Have a look at the wishlist and try to build a package in the buildservice. Please: don't create just a new package without any content than the source and the pseudo specfile. We expect that a user who creates a new package will work on it until he is finished...


The current software repositories can be added following the instructions here

Have a look at

These packages are already finished an need testing.

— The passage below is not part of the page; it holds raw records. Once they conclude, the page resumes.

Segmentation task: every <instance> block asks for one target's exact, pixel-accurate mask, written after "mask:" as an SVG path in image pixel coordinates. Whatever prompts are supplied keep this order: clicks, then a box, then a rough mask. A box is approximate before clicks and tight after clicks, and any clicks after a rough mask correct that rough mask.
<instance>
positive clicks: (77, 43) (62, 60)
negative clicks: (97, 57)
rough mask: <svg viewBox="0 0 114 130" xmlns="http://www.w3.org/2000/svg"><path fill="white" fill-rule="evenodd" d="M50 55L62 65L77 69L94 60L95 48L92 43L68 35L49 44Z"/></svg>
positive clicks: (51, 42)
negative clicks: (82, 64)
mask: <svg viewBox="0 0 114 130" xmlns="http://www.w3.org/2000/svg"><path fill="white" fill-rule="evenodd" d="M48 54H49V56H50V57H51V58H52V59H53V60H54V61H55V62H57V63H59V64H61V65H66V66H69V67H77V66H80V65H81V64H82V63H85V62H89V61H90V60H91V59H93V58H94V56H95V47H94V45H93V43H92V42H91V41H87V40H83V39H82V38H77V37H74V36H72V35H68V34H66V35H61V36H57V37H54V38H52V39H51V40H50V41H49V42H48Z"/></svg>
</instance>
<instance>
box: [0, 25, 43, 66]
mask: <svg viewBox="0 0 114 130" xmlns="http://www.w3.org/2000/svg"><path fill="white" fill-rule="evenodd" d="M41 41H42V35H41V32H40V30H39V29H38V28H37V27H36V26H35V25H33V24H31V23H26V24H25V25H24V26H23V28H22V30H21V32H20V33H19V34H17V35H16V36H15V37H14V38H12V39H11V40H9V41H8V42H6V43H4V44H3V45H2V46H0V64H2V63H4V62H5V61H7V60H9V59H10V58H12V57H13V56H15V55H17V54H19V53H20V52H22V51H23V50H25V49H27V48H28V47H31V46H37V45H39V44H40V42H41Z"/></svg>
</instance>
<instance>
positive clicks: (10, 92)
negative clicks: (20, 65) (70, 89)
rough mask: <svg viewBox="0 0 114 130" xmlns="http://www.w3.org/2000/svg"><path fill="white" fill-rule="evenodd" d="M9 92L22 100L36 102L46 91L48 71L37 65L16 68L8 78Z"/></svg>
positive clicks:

To track already tested packages, please enter a new bug containing the keyword TESTING:<packagename> in the bug "Summary" and mark it as "Trivial". So everybody knows that this package is already tested and we avoid conflicts. If everything works as expected, just close the bug.


We need descriptions especially for the complex applications like the ones listed in the Server section. A "normal" user should be able to set up the application on his server following the descriptions on the wiki pages. If you create such a page (and be shure you're very welcome if you do!) please follow the layout proposals on the Education wiki page.

YaST Modules

For a really good integration and administration, we need additional YaST-Modules for our work. We've started with two "simple" modules, which might be extended in the future:

  • YaST/Modules/Education - The "Education"-module is a module desinged for family-computers to give ones children controlled access to the computer.
  • YaST/Modules/SquidGuard - This module should provide an easy way to edit personal black- and whitelists.
  • YaST/Modules/LTSP - A module for configuring LTSP with YaST

Time will show if we need more modules.